George LaGrange Cook Photograph Collection
South Caroliniana Library
This collection of glass plate negatives of Charleston and Summerville was made by George LaGrange Cook in the 1880s and early 1890s. The son of the famous Civil War photographer, George Smith Cook, LaGrange learned the art of photography from his father. He lived in Charleston and then Summerville before leaving around 1892 to join his father in Richmond, Virginia.
This is divided into four categories: churches, businesses and public buildings, residences, and miscellaneous.
The majority of plates in this collection are in good condition with some emulsion loss around the edges and silvering. Three plates are broken.
Many of the plates of the churches in Charleston are of the various steeples. Mt. Zion’s steeple and Grace Episcopal’s steeple are in the collection. A rare plate of Grace Episcopal’s steeple with scaffolding is included. Also, plates of the interior of these churches are in the collection; for example, there are plates of the interior of St. Philip’s Episcopal and Grace Episcopal. The ruins of St. George church in Dorchester and a plate of St. James Goose Creek church in Summerville are included also.
The plates identified for businesses and public buildings are usually of whole streets rather than individual buildings. The middle or most prominently featured buildings were used for identification. The plates of the Charleston County Free Library, the Palace Shaving Saloon, and the Van Oven Bros were plates done of the whole street, for example, but only those buildings were identified on the respective plate. The plates of Roper Hospital after the earthquake are of every angle of the building, including the side and back views.
There are many important plates of various residences in Charleston and Summerville. Drayton Hall with its two outbuildings is one of these plates; it shows a building which no longer exists and for which no other visual evidence is known. There are plates showing East Battery and Colonial Lake. It is highly likely that several of the unidentified residences no longer stand. Also, Second North Street, and the Captain J.J. Wescoat residence in Summerville are included in the collection.

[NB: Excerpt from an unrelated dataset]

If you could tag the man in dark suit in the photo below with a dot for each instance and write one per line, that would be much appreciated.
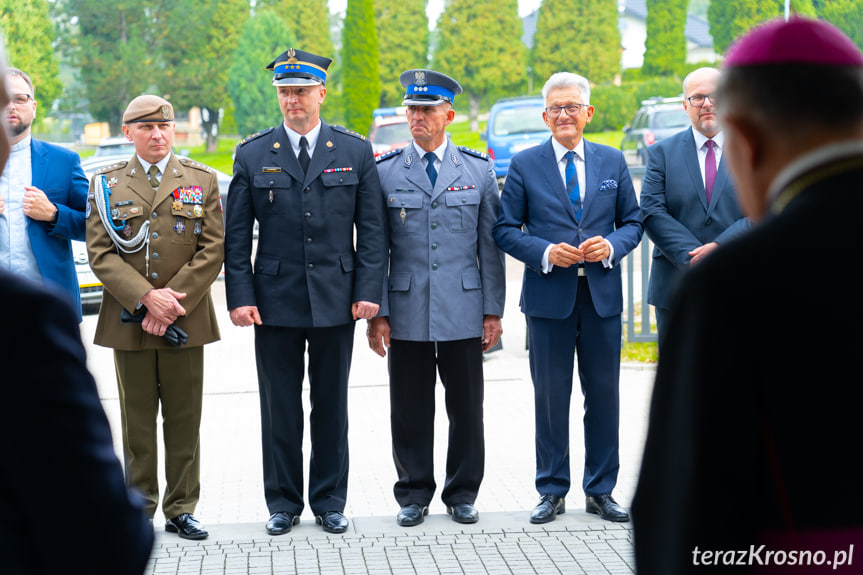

The plates under the category of miscellaneous are of people and places in the country. For example, there are two plates of a gathering of people along a stream with a little girl sitting in one of the gigantic lily pads [this image was published as “The Victoria Regia in the Open Air at Winston-Salem” in 1893]. Other plates under this category are a cyanotype plate of a photographer’s studio, various plates done of women, plates of oak trees and country lanes, and some copy work.
Beth Bilderback of the South Caroliniana suggested this collection and allowed the Digital Activities Department access to it for scanning. These negatives were scanned on a flatbed Epson Expression 10000 XL Scanner, using Silverfast scanning software. Claire White scanned the images as color TIFFs at 24-bit and 1200 ppi. From the TIFFs she created high quality JPEGs and added the preservation metadata to the TIFF and JPEG images. The JPEG files were uploaded to CONTENTdm. The TIFFs will be maintained as the archival masters on a SAN server, backed-up to DVD and tape. Beth Bilderback and Claire White created the metadata for this collection. Claire White created the home page. The metadata records follow the Western States Best Practices Dublin Core format and were uploaded as a tab delimited file at the same time as the images.